Hungary has certainly adopted the most restrictive set of measures in the European Union. But other states, such as Spain, have followed suit. They have decided to shut down operations temporarily or to hold virtual parliamentary votes, albeit within the framework of their national constitutions. In Germany, a similar proposal by the President of the Bundestag, Wolfgang Schäuble, was hotly debated. Schäuble proposed a reduced-size "emergency parliament” that could act on the crisis. However, Germany's Constitution only allows for such a measure in a state of national defense. Several members of the opposition have criticized the measure, saying it is not the time to fiddle around with the Constitution.
Overcoming the initial shock
For Austrian researcher Ehs, it is important that civil society remain alert as governments forge ahead with ever more restrictive measures. She was irritated, she says, to note that people in Austria remained passive in the first two weeks of the pandemic. She saw little dissent from the opposition, and the press hardly ever criticized the new measures. This has changed in the last few days: "The media is giving more space to the opposition, and authoritative, scientific voices have their say as well."

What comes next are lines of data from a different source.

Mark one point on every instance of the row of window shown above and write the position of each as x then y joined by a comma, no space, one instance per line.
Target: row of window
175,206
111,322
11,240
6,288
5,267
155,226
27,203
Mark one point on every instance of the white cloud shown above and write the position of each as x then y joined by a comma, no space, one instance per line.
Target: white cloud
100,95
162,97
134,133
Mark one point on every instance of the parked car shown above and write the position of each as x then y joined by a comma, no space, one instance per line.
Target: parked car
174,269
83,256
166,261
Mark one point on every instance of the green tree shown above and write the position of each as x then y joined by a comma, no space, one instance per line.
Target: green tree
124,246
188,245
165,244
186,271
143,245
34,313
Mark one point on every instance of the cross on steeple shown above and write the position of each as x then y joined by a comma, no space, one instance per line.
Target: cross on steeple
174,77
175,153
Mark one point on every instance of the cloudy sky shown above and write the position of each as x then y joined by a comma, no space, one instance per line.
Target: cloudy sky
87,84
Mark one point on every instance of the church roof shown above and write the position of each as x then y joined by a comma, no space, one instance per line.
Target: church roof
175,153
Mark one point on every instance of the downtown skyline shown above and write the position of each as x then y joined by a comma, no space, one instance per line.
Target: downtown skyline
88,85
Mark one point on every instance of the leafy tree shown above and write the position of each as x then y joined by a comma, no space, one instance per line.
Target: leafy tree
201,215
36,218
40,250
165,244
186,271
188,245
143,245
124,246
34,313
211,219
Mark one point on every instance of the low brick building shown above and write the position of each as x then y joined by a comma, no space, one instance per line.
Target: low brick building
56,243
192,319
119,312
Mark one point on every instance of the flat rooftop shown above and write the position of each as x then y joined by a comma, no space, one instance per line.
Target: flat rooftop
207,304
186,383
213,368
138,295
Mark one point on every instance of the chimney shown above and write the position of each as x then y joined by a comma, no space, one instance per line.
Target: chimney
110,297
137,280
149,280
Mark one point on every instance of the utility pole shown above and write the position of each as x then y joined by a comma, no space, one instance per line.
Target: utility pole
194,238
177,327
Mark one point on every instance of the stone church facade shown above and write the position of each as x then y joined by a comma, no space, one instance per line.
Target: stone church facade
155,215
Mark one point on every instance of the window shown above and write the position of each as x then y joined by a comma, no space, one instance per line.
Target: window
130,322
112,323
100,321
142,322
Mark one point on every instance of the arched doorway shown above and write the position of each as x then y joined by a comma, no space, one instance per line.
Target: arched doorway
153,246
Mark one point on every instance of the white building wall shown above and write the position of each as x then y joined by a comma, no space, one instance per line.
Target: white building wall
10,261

The hour of crisis, according to Ehs, could also become the authoritarian's finest hour. She encourages vigilance to ensure that democracies do not suffer lasting damages. It is not that democracies are going to turn into autocracies overnight. "Rather, I see with concern that citizens are in fear. They want stronger leadership and they willingly accept restrictions on their freedom in exchange for that." And now politicians are seeing just how far they can go until they are met with opposition. "The real question is: what autocratic elements in our democracy are going to rear their head once the fragile balance between freedom and security is upset."
Ehs insists that any measure by a democratic government against the coronavirus should be limited in duration. In Germany, for example, it is still not clear when the restrictions will be lifted. Chancellor Angela Merkel's government also has not yet presented its exit strategy. This week, the country's Ethics Council intervened. It urged politicians to show more transparency in presenting their arguments for a lockdown of the country. The Council also stated that it is not too early to discuss a proper way out of the crisis. It expressed concerns that, with its opaqueness, the government might jeopardize the public's trust.
In the fight against the virus, democracies have one major advantage over autocracies: trust. A trusting populace means that people largely support the government's decisions. In the case of the coronavirus, that trust can mean the difference between hampering or accelerating the spread of the pandemic.